What it ignores is as important as what it puts on its agenda.
This is precisely why the expression used against Atakan Sönmez is not an ordinary polemic.
It also sets out a list of priorities.
The public is asking:
Why can't you see the discomfort you see in a journalist's mustache in political contradictions?
Why don't you devote the energy you devote to the image of a journalist to the questions the public wants answers to?
Why don't you use the harsh words you find to describe a journalist for issues at the center of political debate?
Because people don't just look at the words spoken anymore.
He also looks at the unspoken words.
It doesn't just look at the reactions.
It also looks at the reactions that are not given.
It's not just anger.
It also looks at the direction of anger.
And that is precisely why today's debate is not about a journalist's mustache.

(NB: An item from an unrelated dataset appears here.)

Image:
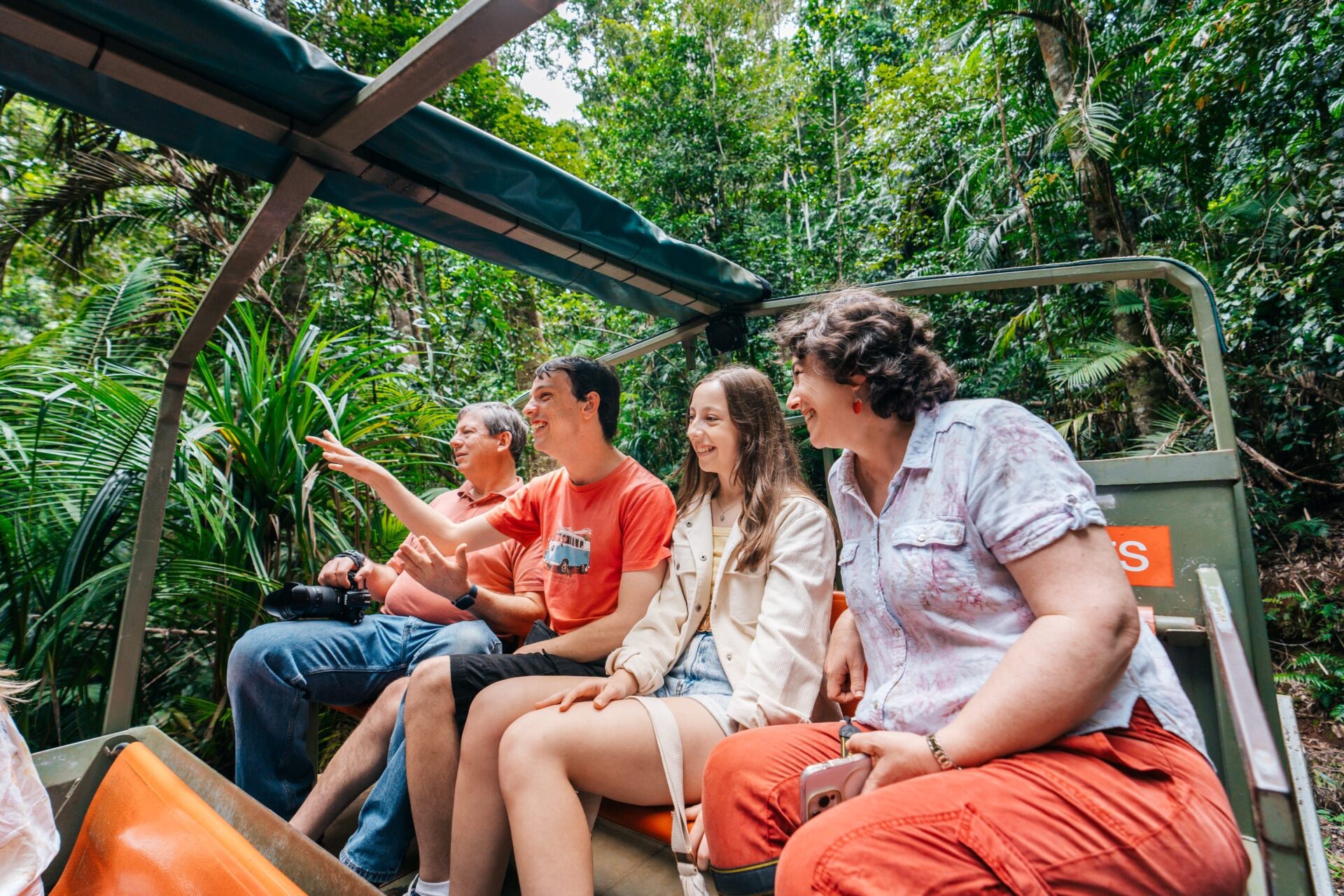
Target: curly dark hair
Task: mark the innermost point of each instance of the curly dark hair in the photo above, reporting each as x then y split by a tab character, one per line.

Today's debate is about the CHP's political language.
Today's debate is about tolerance of criticism.
The debate today is about the quality of political leadership.
Because throughout history the same fact has not changed.
Ideas are defeated by ideas.
Arguments are refuted by arguments.
Criticism is met with answers.
Attacking a person's image does not remove any question.
It does not silence any criticism.
It does not end any debate.
On the contrary, it causes unanswerable questions to grow even bigger.
Perhaps that is why, after all this discussion, only one question will remain:
Why can't those who are outraged enough to talk about a journalist's mustache show the same determination when it comes to the real issues Turkey is talking about?
Because politics sometimes gives itself away in a sentence.
And sometimes a party's major crisis of direction fits into a single sentence.
Perhaps the phrase “disgusting mustache” is exactly such a phrase.
Not the one about Atakan Sonmez...
It is a sentence that describes the political understanding that made that statement.
And the ruthless memory of politics often remembers longer not what people criticize, but what they cannot criticize.
So what remains today is not a mustache debate.
What remains is this:
It is a question of what those who see “abomination” in a journalist's mustache see in the real debates of the country and politics.
And until that question is answered, this debate will not end.